The word domus then displays the slippages that constitute the Catullan subject position both in this poem and throughout the corpus: slippages between normative Roman sexual ideology (the matrona as domina or era of a lawfully constituted domus); Catullus’ imaginary self-identification (the projection of such values onto his adulterous relationship with Lesbia); and a real world in which these two realms can never coincide. Moreover, as the complex and overdetermined use of the word domus - with its fusing of the themes of adultery, family, marriage, and death - indicates, poem 68 displays a profound disaggregation of the relation between the poet’s constitution of his personal identity and the categories that Roman life offered to make sense of it.17 The result is a gap or absence at the subject’s center, a kind of death, that the poem identifies metonymically with his brother’s tomb.

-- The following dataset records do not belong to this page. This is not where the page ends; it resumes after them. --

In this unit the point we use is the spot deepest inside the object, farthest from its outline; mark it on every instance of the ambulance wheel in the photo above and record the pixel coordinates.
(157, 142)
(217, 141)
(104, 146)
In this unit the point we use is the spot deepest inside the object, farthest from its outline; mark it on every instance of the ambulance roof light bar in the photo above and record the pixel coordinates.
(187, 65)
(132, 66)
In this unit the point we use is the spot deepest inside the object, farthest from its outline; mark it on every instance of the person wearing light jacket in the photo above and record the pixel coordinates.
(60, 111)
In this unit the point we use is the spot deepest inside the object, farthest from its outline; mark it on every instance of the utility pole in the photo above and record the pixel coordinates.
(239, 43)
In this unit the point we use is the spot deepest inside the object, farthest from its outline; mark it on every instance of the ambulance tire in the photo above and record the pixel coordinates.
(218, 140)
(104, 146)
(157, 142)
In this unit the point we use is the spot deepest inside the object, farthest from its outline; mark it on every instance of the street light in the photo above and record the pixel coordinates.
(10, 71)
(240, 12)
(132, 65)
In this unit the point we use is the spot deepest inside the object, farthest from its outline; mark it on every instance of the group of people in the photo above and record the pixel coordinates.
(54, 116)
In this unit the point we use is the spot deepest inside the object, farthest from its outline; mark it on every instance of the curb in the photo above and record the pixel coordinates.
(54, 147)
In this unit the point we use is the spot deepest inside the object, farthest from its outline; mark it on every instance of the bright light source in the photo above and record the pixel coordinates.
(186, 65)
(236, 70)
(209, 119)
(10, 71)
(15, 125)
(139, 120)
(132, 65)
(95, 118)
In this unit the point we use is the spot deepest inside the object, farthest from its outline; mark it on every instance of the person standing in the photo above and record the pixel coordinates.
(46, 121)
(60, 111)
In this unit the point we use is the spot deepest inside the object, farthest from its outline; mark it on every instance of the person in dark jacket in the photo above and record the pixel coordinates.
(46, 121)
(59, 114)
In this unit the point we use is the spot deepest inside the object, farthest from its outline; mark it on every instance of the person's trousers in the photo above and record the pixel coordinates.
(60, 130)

This gap, with its complex ideological articulations around traditional concepts of household, marriage, and their simultaneous sanctity and nullification, is evident throughout the poem. It posits a beyond that can only be imagined as absence or death. The sequence of thought is strikingly emblematic. We move from the sepulta domus of the gens Valerii (94) to the domus violated by the illicit love of Paris and his moecha (103), then to the passion of Laodamia’s domus incepta frustra imagined as an abyss or tomb (107-8), and finally to Catullus’ ideal domus unto which Lesbia’s father never led her as a bride (143-6). At each stage in the progression, there is an evocation of the normative vision of the Roman household so dear to Catullus from the wedding hymns 61 and 62 (Feeney 1992: 33-4; G. Williams 1980: 56; Wiseman 1969: 20-3; see Panoussi, this volume).
In the end, the domus theme and its slippages reveal a longing for a lawful household with a lawful domina that Catullus cannot acquire. This slippage and the inversion of values it creates are parallel to the slippage and longing for lawfully constituted relationships in poem 76. Yet in that poem, as here, the invocation of traditional values such as pietas, fides, and reciprocal benefacta cannot manufacture a return to a vanished ideal of Roman normality, but instead produces images of transgression, splitting, and death.18
Catullus bequeaths this deeply divided subjectivity to the elegists, one in which the recognized structures of the Roman ideology are no longer adequate to contain the forces of the imaginary desire. Such a split subject can only be symptomatic of profound disturbances in the world beyond the text. It is the moment both obscene and sublime in which the subject cries out ‘‘neither is it possible to wish you well if you became the best of women,/nor to cease to love you, no matter what you would do’’ (75.3-4). It is a moment of crisis that constitutes and makes possible both Catullan lyric subjectivity and the elegiac poetry that deliberately and self-consciously follows in its wake.